To use Slurm with SambaNova effectively, follow these best practices:

Separate the compute nodes that manage at the rdu level and the nodes that manage at the rdu_tile level into different partitions.
When submitting a job, ensure that only one GRES type (rdu or rdu_tile) is specified so that Slurm can find the right node with the available resources to dispatch the job to.
For jobs that require 2 tiles, create separate partitions for each resource requirement (2V/2H are not identical).

Configure jobs that require the same resource to run in the same partition. For example, 1T jobs should run on a partition managed at rdu_tile level; 2V jobs should run on a different partition managed at rdu_tile level; 4T jobs should run an another partition managed at rdu level. Otherwise you can encounter random resource allocation failures that cause some jobs to fail occasionally. When submitting jobs to these partitions, always specify the GRES requirements: --gres=rdu:n or --gres=rdu_tile:n.

Manage RDU memory with the rdu_mem GRES

The rdu_mem GRES allows you to specify the required amount of device memory for each RDU on a compute node. For each job, you can specify how much RDU memory that job requires to run and Slurm ensures that that job is run only on hosts with sufficient memory.

Currently we assume that every RDU on a compute node has the same amount of device memory.

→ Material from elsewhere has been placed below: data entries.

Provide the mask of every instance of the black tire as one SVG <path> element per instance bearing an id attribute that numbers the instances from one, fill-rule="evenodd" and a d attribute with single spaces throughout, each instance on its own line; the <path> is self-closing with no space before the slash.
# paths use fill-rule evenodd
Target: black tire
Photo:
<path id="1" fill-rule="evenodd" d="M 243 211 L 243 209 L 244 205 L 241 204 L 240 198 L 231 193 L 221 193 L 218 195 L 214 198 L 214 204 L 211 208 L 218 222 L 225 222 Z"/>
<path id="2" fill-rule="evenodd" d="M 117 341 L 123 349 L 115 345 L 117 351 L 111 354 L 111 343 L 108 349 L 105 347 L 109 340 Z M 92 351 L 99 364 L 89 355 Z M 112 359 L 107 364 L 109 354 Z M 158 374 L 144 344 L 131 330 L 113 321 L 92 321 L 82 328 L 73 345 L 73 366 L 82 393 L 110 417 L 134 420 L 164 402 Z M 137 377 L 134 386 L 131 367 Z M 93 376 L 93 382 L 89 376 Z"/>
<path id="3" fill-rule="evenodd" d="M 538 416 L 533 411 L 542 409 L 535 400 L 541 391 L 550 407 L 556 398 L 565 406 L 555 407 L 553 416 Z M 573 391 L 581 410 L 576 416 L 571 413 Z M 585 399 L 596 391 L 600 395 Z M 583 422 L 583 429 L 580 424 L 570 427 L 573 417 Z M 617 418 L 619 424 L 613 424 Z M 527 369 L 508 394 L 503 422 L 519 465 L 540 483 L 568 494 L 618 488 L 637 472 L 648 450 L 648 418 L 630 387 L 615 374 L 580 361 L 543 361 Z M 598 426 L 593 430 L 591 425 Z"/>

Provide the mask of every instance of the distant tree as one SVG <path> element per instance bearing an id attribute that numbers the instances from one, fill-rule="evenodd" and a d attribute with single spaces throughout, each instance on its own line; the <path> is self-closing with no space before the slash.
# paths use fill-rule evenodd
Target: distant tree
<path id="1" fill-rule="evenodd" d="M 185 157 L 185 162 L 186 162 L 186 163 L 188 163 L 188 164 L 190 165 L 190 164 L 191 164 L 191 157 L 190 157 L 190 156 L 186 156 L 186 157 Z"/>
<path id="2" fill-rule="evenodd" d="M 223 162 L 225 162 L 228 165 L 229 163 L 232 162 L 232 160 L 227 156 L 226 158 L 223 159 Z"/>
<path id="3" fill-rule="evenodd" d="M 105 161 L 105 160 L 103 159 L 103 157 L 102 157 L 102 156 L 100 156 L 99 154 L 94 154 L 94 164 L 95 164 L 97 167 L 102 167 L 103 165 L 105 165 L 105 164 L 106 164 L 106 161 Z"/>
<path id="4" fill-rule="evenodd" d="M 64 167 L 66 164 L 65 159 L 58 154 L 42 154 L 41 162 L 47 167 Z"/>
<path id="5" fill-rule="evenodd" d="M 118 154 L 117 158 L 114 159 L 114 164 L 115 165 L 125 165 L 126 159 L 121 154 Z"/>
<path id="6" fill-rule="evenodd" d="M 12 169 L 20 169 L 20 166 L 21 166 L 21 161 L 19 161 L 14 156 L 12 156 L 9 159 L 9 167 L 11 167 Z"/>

How you specify the rdu_mem GRES

Declare the rdu_mem GRES as no_consume so that the rdu_mem resource remains unchanged when jobs that require rdu_mem are scheduled to run. RDU memory cannot be shared between RDUs.

Here’s an example for adding rdu_mem to a compute node:

NodeName=sn101 CPUs=128 Boards=1 SocketsPerBoard=2 CoresPerSocket=64 ThreadsPerCore=1 State=UNKNOWN Gres=rdu:8,rdu_mem:no_consume:64G

In the example above, rdu_mem:no_consume:64G tells Slurm that this node expects 64G of device memory available.

When the slurmd(8) daemon on that node starts, it uses the RDU_MEM GRES plugin to validate the minimum RDU device memory on the system against the specification in slurm.conf or gres.conf.

If the configured amount is equal or less than system detected amount, the configured amount will be used.
If the configured amount is greater than system detected amount, the system detected amount will be used.
If the system detected amount is 0, slurmd will fail.